Sabe aquela mulher distinta? Não de modo superior como as madamas que se acham. Que trata a vida com simplicidade? Não a simples como sinônimo de humilde, resignada. Tampouco rebelde e nem de longe orgulhosa.
Ela não complica, vai vivendo despachadamente. Precisou largar o Curso de História na UFMG por causa do trabalho? Decisão tomada. Teve que voltar pra Ponte Nova pra cuidar dos sogros e dos pais? Feito. Assumiu um restaurante que o irmão não dava conta? Sim. Aluga os quartos no apartamento onde mora? Claro. Fez bolos (deliciosos) pra ajudar nas despesas? Sem problema. Vai fazer um festão para comemorar as sete décadas? “E pobre faz festa?”, ri.
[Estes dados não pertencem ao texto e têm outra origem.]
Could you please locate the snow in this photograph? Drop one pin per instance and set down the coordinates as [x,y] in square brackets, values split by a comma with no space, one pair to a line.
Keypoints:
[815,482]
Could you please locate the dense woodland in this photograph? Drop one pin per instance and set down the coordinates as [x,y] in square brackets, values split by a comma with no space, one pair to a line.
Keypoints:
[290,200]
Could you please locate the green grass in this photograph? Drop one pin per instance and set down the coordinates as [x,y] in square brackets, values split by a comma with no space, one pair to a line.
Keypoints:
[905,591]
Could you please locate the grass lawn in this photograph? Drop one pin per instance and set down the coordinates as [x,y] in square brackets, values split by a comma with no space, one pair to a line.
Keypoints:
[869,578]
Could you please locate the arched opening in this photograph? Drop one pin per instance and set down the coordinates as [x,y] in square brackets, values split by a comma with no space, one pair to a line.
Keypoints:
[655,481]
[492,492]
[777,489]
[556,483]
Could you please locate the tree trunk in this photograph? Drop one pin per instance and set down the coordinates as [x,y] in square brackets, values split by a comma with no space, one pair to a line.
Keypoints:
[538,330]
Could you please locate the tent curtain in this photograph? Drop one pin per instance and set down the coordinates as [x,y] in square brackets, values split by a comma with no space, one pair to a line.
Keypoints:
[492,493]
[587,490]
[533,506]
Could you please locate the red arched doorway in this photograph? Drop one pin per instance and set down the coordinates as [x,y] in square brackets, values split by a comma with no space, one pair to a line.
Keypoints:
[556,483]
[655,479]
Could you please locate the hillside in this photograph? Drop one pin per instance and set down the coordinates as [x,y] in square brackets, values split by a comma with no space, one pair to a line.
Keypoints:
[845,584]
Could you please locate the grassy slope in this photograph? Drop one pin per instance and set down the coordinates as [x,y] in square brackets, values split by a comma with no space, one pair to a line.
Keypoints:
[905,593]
Seu jeito direto e franco de ir falando o que pensa já rendeu casos engraçados. Como o dia em que via o brasão da família do ex-marido, descendente do descobridor da ilha da Madeira. “Eu folheando, folheando e sai sem querer: o meu brasão é de uma p… francesa”, gargalha.
Nadege Maria Noce teve um tataravô português que se apaixonou por uma prostituta no bordel em Recife. “Daí a descendência francesa. Ainda tenho sangue italiano, negro e índio”, ela me detalha, passando um café forte sem açúcar.
“- Gosta de cozinhar?”
“- Detesto. Gosto de fumar, posso acender um?”
Quando tentou parar, achou que ia ter uma overdose: “Colocava o adesivo de 21 e fumava a mesma quantidade, no final do dia, a garganta arranhando.” Ainda quer largar, entretanto não faz drama. Atrás de um cigarro, joga na boca um chicletes: “Detesto o gosto dele.” E lógico, tem um namorado fumante: “Senão vai beijar cinzeiro?”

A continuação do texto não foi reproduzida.